Washington State Athletic Director Bill Moos is not sending his men’s golf team on a trip to Orlando for a weekend date with Mickey Mouse and Donald Duck. Instead, it will be having a tea time with the No.1 ranked team in the country – the University of Illinois – on the golf course Tiger Woods grew up practicing on.

“The field is extremely elite,” Head Coach Garrett Clegg said. “It really is an honor just to be selected to go there and compete. But with that in mind, we’re there to perform well and get better.”

A tournament that has earned a reputation as one of the premier tournaments in collegiate golf, WSU has the opportunity to compete at Isleworth Golf & Country Club in Windermere, Florida, a course that rivals in regard and difficulty of playing a PGA Tour event.

The 15-team field is deep, with the likes of last year’s NCAA Championship quarterfinalist Vanderbilt and respected programs in California, Ohio State and North Carolina joining the Fighting Illini and co-hosts Central Florida and Texas Tech.

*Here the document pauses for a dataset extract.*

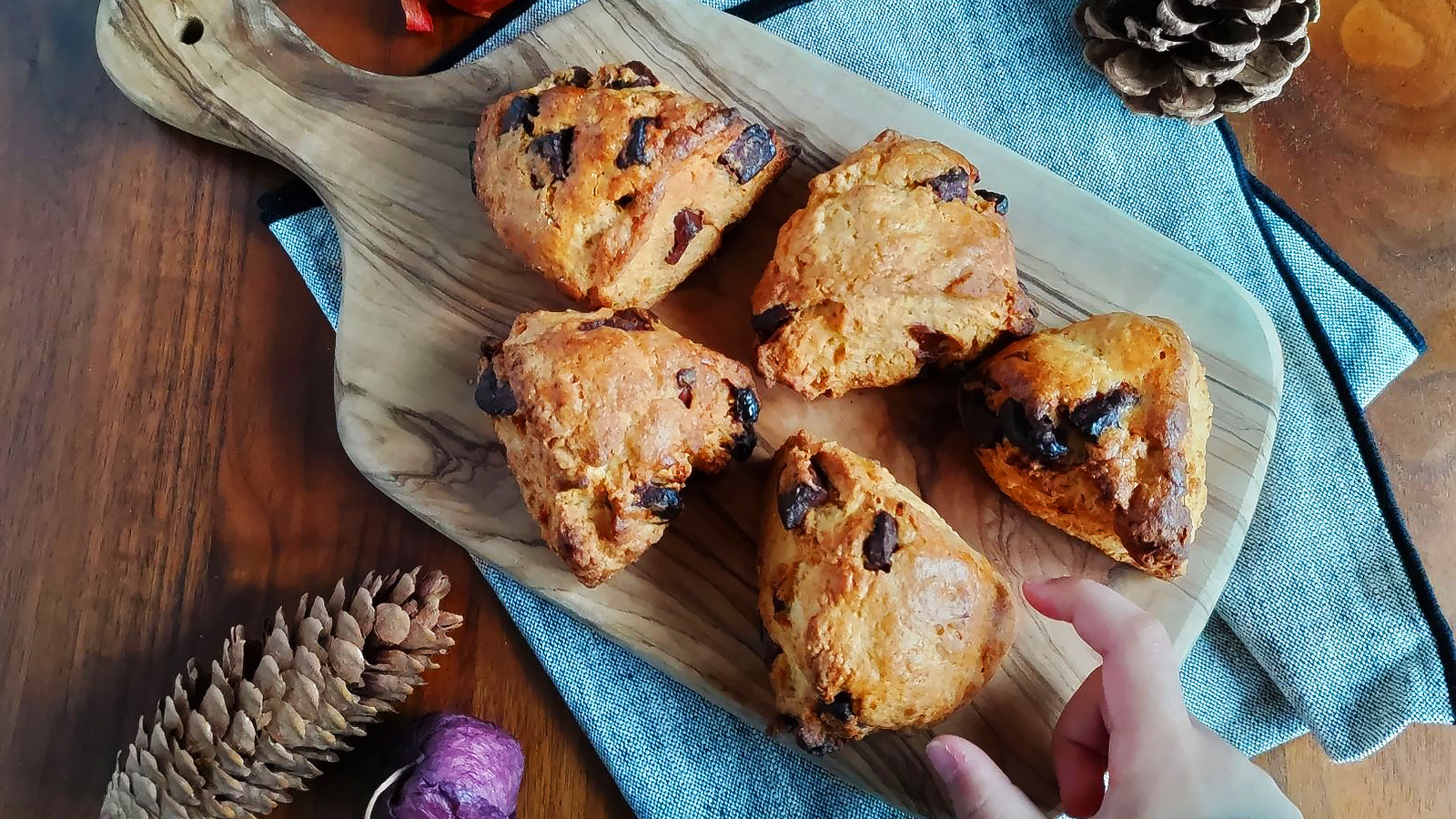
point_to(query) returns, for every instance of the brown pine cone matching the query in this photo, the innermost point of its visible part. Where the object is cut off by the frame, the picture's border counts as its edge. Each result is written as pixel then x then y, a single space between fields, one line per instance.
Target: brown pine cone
pixel 232 741
pixel 1196 58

“We’ve seen the field,” sophomore Derek Bayley said. “The best team in the nation is Illinois, and Illinois is there. I think ultimately all that we can do is just be ourselves out there and add (the scores) up at the end. You can’t be trying to do something special, you just have to let it happen.”

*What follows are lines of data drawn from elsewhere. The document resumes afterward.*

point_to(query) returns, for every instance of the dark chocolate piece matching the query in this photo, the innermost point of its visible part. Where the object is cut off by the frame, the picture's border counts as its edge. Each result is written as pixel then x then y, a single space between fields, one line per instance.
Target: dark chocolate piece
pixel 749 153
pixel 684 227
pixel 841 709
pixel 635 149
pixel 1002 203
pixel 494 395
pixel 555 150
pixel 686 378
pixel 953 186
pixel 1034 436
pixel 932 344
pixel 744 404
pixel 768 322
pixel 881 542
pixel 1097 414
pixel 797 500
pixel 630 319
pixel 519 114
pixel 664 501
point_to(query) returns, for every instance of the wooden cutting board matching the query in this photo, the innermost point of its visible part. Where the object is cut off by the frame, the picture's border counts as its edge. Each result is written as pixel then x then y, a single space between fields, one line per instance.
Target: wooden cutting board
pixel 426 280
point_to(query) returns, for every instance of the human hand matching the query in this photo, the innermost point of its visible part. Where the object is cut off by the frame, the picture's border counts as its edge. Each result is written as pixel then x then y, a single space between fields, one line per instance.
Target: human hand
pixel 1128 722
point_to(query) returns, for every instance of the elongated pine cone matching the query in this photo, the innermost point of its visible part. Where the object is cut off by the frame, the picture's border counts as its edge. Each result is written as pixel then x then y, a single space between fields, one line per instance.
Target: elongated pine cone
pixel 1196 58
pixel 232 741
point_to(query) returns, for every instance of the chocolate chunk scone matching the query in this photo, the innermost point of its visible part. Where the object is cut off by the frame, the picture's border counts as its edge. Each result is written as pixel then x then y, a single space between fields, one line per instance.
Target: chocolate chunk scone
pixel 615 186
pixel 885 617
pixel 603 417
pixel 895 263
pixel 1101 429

The Cougars are coming off of an impressive performance at their home event, the Itani Quality Homes Collegiate, in which they won the tournament with a score of 33-under par (819) and finished twenty strokes in front of second place Seattle University. Derek Bayley won the individual tournament with a three-round score of 5-under (201) and had a particularly impressive first day of golf, recording no bogeys on a 36-hole day.

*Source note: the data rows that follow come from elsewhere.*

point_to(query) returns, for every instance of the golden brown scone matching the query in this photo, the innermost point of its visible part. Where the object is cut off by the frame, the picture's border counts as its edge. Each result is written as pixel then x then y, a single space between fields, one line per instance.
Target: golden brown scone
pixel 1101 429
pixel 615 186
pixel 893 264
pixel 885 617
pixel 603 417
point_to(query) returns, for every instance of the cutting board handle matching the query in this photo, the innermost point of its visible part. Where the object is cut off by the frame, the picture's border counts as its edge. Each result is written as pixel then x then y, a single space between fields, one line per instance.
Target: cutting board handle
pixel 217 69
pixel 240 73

In order to compete with what is easily considered some of the nation’s best, everyone in the program knows that it will take a similar effort. Clegg said the varsity five will remain the same as it was at the Itani (Bayley, Aaron Whalen, AJ Armstrong, Zach Anderson, Nick Mandell).

“Usually, whenever we win tournament, we keep the same lineup for the next one,” Clegg said.

“I think for me, what I have to do is get our guys motivated and ready to succeed,” Bayley said. “And I think that if we go out there and play well we can win the thing. I mean we shot a 29-under at a 36-hole day just the other week and that shows that the lineup we have has the mindset of going in and expecting to win. We can’t just think of being included in the field as enough.”

Clegg has high expectations for this program and knows his team will have to perform better against stiffer competition than it did in its first two tournaments if it is to compete in Florida and move towards a postseason berth.

“I expect to qualify for the postseason,” Clegg said of his goals for the year. “We’ve played good competition and this is a really talented group, but they’re young. It’s a matter of developing quickly. This tournament will be a good challenge for them.”

Bayley, co-captain with Mandell, wants to be the guy who leads this team back to regionals for the first time in 13 years. This next week should indicate how close or far away he may be from doing so.

The Tavistock Collegiate Invitational will begin Sunday, Oct. 18.